Yang pasti, ada dalam riwayat-riwayat bahwa menagisi Al-Husain a.s. mempunyai pahala yang banyak. Ini juga benar. Namun suatu waktu kita menangis untuk Al-Husain a.s. karena beliau dikepung oleh musuh-musuh di Karbala, dirinya dan putra-putranya kehausan dan mereka merengguh kesyahidan. Tangisan ini tidak mempunyai nilai yang hakiki. Namun apabila kita menangis untuk Imam Husain a.s. karena laki-laki agung ini bangkit untuk mempertahankan Islam dan tanpa keraguan dan kegoyahan beliau melawan terhadap kebatilan dengan segenap keberaniannya untuk Allah, beliau berkorban dengan segala kesulitan dalam jalan ini. Dan pada akhirnya beliau merengguh kesyahidan secara terzalimi karena orang-orang yang cepat percaya, tidak berfikir, menyimpang pikirannya, sembrono, toleran, mencari kesehatan, mencari kedudukan, yang menganggap dirinya Ummat Nabi Saw. dan pengikut agamanya. Maka tangisan ini mempunyai nilai. Tangisan ini yaitu searah dan bersama dengan Al-Husain a.s. yaitu sebagai Syiah.
Apabila kita menangis untuk Fatimah Fatimah Zahra a.s. karena beliau seorang putri 18 Tahun tidak melihat kebaikan didunia, beliau dizalimi, tanah fadaknya dirampas. Hal-hal seperti ini tidak bernilai. Menangis untuk Sayyidah Fatimah Zahra a.s. mempunyai nilai bila kita mengetahui Sayyidah Fatimah Zahra a.s. bersikeras untuk tujuan ini yang begitu lurus dan menanggung semua musibah. Untuk seorang syahid, ada dua bentuk yang bisa ditangisi: terkadang untuk kegagalan dan tidak menikah serta tidak melihat kebaikan didunia. Hal ini tidak mempunyai nilai.Namun ketika keagungan, keelokan dan kebesaran pekerjaannya membuat bergetar hati manusia dan membuatnya menangis, yaitu menagis karena mengapa kebatilan harus mempunyai kekuatan di dunia yang berbenturan dengan kebenaran. Tangisan ini memiliki daya cipta dan motif. Dan memperkuat keinginan dan kecenderungan pergerakan dalam diri manusia untuk Tuhan. Maka mempunyai nilai. Sungguh ini adalah musibah bila kita kehilangan sisi ini dan kita mengambil jalan-jalan yang lain. Kita semua mempunyai tugas untuk mengatasi kejadian ini. Selama kita tidak menyelesaikan persoalan ini maka banyak persoalan-persoalan kita yang masih ada.

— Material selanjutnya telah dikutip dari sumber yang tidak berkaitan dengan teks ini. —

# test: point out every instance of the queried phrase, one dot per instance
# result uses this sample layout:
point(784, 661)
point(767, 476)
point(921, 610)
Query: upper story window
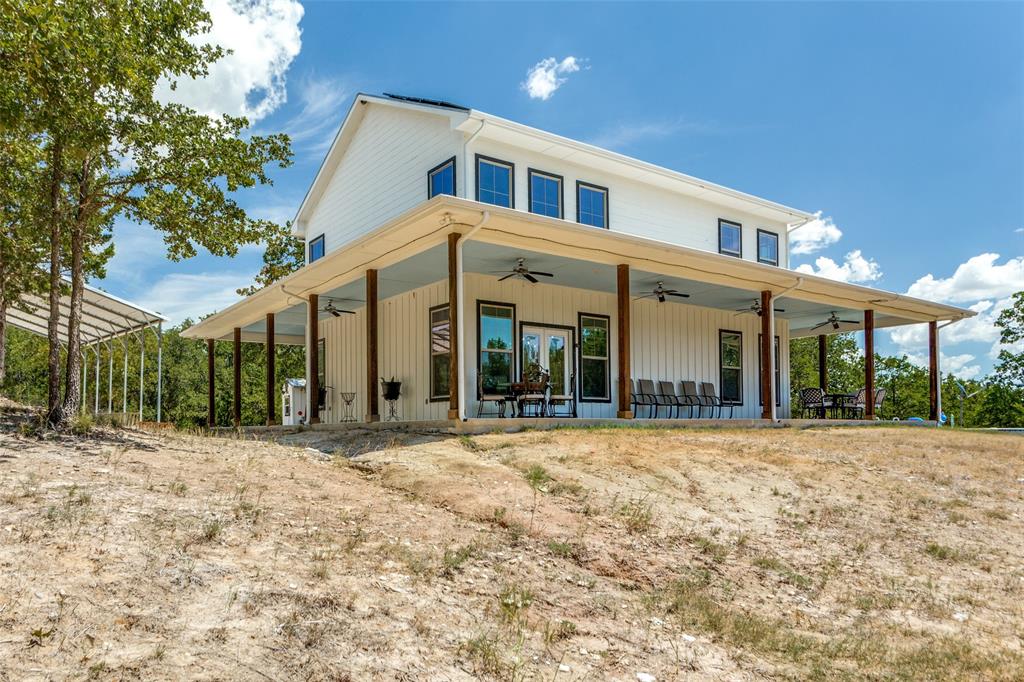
point(316, 248)
point(440, 179)
point(730, 241)
point(494, 181)
point(592, 205)
point(545, 194)
point(767, 247)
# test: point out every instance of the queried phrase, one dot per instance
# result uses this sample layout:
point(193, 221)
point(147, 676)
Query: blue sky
point(902, 123)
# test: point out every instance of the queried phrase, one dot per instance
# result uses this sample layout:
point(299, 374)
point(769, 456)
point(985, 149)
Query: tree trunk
point(53, 324)
point(79, 229)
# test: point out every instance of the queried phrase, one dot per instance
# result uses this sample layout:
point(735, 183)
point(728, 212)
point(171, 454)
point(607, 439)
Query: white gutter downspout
point(460, 288)
point(771, 356)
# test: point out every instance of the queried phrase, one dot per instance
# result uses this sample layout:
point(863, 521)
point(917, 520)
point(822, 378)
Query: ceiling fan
point(756, 308)
point(835, 322)
point(659, 292)
point(520, 270)
point(335, 310)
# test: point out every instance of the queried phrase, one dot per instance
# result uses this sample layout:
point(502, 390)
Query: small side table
point(348, 397)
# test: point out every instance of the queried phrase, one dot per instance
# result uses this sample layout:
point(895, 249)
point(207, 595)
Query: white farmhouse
point(496, 269)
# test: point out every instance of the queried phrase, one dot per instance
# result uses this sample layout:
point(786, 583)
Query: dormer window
point(767, 247)
point(730, 241)
point(440, 179)
point(545, 194)
point(494, 181)
point(316, 248)
point(592, 205)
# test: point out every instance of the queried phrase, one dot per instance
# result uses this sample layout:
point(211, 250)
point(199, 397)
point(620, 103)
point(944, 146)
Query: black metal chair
point(639, 398)
point(712, 398)
point(481, 398)
point(812, 400)
point(563, 400)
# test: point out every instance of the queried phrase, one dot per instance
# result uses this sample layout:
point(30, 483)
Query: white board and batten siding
point(670, 341)
point(382, 173)
point(635, 208)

Seseorang yang menyebarkan persoalan-persoalan ini melebihi semuanya adalah para pembaca Syi’ir tentang tragedi karbala. Mereka harus diarahkan supaya bisa melakukan tugasnya dengan benar, mengenal Imam Husain as, Sayyidah Fatimah Zahra as, Zaenab dan mengenalkan dengan benar. Mereka harus diarahkan supaya menjelaskan tujuan-tujuan dalam Syi’ir-syi’irnya. Apabila mereka memperhatikan sisi-sisi ini dan dalam acara duka cita mereka menggambarkan pribadi Auliya’ Allah dengan baik dan realitas dan kebanyakan perhatiannya kepada pembelajaran dari mereka, maka persoalan ini akan terselesaikan dan juga harus terselesaikan karena kondisi sekarang sungguh tidak benar.
Masyarakat juga harus diarahkan supaya pembacaan Syi’ir tentang tragedi Karbala dan kehadiran mereka di Majelis-majelis Imam Husain a.s. bisa bermanfaat bila tujuan-tujuan dan doktrin-doktrin beliau a.s. dijelaskan melalui jalan ini.
Menangis mempunyai pengaruh bila untuk jalan tujuan Imam Husain a.s. masyarakat haru berhati-hati supaya tidak menerima semua apa yang disampaikan dalam majelis-majelis ini. Sebagian pembaca Syi’ir tentang tragedi Karbala mengutarakan perkataan-perkataan yang lemah dan bohong supaya masyarakat menangis. Terkadang mereka melontarkan perkataan-perkataan yang menjadikan kedudukan dan kepribadian para Imam yang Mulia hingga lebih rendah dari Individu-individu biasa.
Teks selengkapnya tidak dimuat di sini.